= Paducah Public Schools =

Public school district in Paducah, Kentucky

Paducah Public Schools is a school district located in Paducah, Kentucky. The district serves most, but not all, of the city of Paducah; significant areas within the city limits (mostly in the west) lie in the surrounding McCracken County school district.

The district, founded in 1864, currently educates slightly over 2,900 students in six schools, with approximately 240 teachers and a roughly equal number of support staff. Roughly 90% of graduates of the district's only high school, Paducah Tilghman High School, go on to either two-year or four-year colleges, a commendable total considering that about 50% of the district's students are minorities and nearly two-thirds are eligible for free or reduced-price school lunches.

The Paducah and McCracken County districts have a joint open-enrollment policy which permits any student in McCracken County to attend a public school in either district without tuition charges.
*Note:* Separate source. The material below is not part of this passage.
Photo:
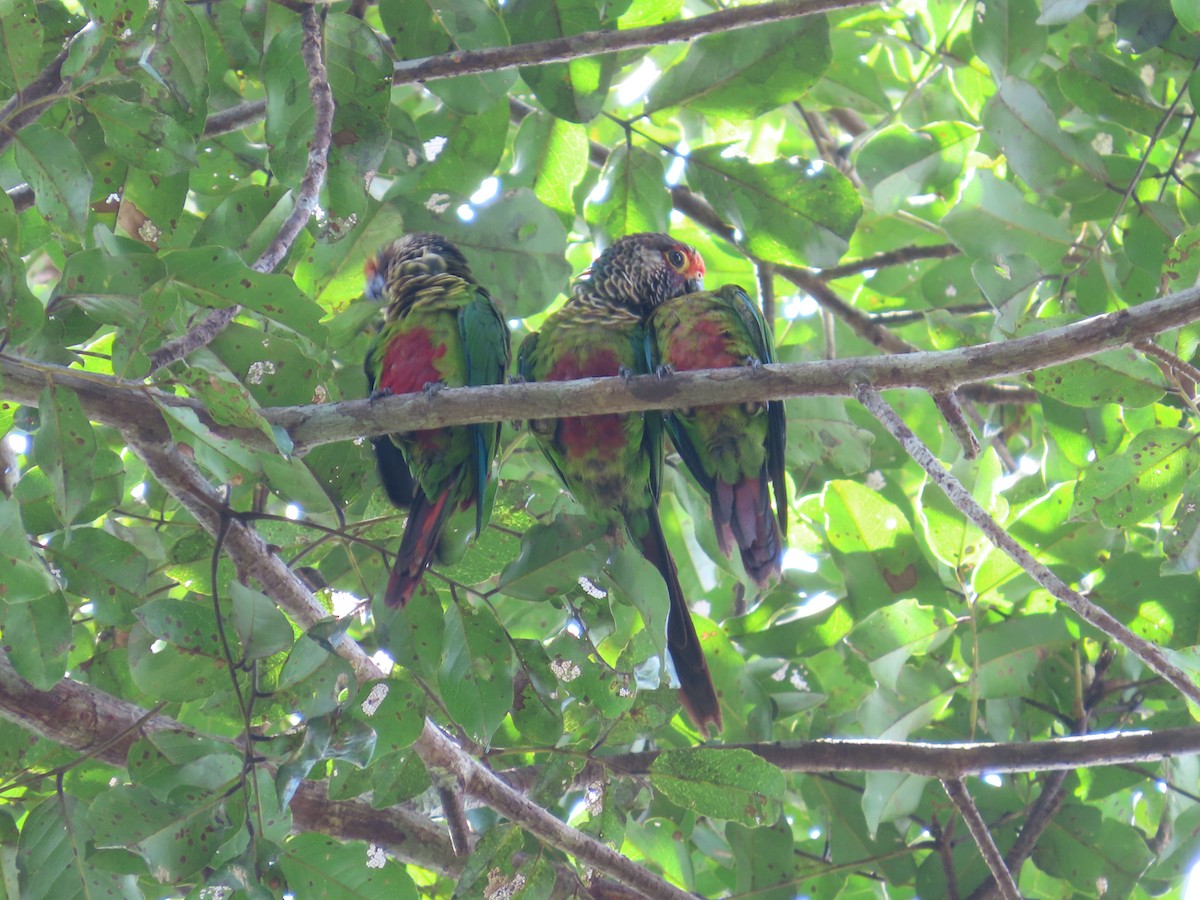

About 300 residents of the McCracken County district currently attend Paducah schools.

==High schools (grades 9 to 12)==
- Paducah Tilghman High School

==Middle schools (grades 6 to 8)==
- Paducah Middle School

==Primary schools (grades K to 5)==
- Clark Elementary
- McNabb Elementary
- Morgan Elementary

==Former schools==
- Cooper-Whiteside Elementary, closed due to budget cutbacks in 2006

==Notes and references==

The old Cooper-Whiteside building is now occupied by the Choices Educational Center as the city alternative school. It serves students from elementary to high school.